Ecosyste.ms: Awesome

An open API service indexing awesome lists of open source software.
Awesome Lists | Featured Topics | Projects
https://github.com/funkelab/daisy

Block-wise task scheduling for large nD volumes.
https://github.com/funkelab/daisy
Last synced: 3 months ago
JSON representation
Block-wise task scheduling for large nD volumes.
Host: GitHub
URL: https://github.com/funkelab/daisy
Owner: funkelab
License: mit
Created: 2018-05-28T11:54:35.000Z (over 6 years ago)
Default Branch: master
Last Pushed: 2024-10-26T20:02:41.000Z (3 months ago)
Last Synced: 2024-10-26T23:50:37.822Z (3 months ago)
Language: Python
Homepage:
Size: 729 KB
Stars: 27
Watchers: 9
Forks: 17
Open Issues: 5
Metadata Files:
- Readme: README.md
- License: LICENSE
Awesome Lists containing this project

awesome-janelia-software - Daisy - Block-size task scheduling for large volumes (High Performance Computing)
awesome-janelia-software - Daisy - Block-size task scheduling for large volumes (High Performance Computing)
README

        # Daisy: A Blockwise Task Scheduler

> Blockwise task scheduler for processing large volumetric data

## What is Daisy?

Daisy is a library framework that facilitates distributed processing of big nD datasets across clusters of computers.

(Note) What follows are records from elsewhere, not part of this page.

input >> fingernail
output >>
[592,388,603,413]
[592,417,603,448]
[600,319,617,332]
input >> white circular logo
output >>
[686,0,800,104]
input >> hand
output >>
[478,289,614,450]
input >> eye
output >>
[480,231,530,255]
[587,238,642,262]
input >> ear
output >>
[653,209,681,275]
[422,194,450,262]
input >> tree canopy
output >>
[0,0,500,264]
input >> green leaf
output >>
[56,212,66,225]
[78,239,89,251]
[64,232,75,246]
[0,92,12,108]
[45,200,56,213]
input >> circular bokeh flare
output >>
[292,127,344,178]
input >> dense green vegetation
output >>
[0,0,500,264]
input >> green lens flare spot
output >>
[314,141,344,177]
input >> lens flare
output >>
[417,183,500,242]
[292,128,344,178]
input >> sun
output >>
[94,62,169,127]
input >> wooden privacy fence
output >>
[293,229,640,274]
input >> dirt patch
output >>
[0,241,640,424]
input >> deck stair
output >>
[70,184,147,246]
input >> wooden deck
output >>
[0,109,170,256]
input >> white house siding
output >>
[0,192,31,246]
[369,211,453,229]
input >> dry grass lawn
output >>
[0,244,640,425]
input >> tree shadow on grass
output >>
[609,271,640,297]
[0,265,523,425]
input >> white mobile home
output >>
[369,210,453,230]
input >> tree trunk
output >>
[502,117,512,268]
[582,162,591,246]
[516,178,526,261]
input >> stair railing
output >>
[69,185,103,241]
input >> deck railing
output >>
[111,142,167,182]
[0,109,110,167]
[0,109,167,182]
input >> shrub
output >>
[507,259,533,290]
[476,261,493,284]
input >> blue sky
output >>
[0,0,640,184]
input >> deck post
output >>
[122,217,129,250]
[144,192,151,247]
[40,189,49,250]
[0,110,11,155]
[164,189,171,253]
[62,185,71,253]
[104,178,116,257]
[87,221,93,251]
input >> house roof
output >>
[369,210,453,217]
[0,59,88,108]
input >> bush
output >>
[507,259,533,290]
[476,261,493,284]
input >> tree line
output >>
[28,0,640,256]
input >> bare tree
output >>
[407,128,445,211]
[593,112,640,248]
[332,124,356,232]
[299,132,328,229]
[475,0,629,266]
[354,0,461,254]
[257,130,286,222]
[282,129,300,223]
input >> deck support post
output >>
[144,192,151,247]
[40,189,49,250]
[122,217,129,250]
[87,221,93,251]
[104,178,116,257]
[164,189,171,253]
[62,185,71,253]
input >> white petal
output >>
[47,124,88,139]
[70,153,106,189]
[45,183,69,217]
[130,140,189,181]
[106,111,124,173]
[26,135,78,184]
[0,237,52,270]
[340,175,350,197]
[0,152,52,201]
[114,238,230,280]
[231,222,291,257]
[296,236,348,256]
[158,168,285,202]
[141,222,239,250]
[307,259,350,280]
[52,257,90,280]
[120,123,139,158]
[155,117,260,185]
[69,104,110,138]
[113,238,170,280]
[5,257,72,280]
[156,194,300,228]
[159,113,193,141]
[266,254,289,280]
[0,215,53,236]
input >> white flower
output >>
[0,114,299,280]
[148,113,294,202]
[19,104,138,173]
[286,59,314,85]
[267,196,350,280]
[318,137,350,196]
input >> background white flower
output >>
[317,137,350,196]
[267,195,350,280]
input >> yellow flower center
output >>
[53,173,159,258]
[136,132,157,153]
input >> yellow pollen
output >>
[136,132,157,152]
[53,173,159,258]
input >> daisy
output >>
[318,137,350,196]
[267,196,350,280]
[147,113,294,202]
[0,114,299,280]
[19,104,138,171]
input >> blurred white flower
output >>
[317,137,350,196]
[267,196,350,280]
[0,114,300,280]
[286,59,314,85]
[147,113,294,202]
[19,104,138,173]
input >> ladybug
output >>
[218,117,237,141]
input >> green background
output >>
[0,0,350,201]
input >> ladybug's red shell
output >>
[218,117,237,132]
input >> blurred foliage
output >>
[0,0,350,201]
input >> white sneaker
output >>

It combines the best of MapReduce/Hadoop (the ability to map a process function across elements) and Luigi (the ability to chain dependent tasks together) together in one lightweight and efficient package with a focus on processing nD datasets.

Daisy documentations are at https://daisy-docs.readthedocs.io/

## Updates

### Daisy v1.0 is now available on PyPI!

- Install it now with `pip install -U daisy`

- Besides quality-of-life improvements, we have also refactored I/O-related utilities to `funlib.persistence` to make code maintenance easier. This includes everything that was in `daisy.persistence` along with `daisy.Array` and helper functions such as `daisy.open_ds`, and `daisy.prepare_ds`. 

    - Just run `pip install git+https://github.com/funkelab/funlib.persistence`.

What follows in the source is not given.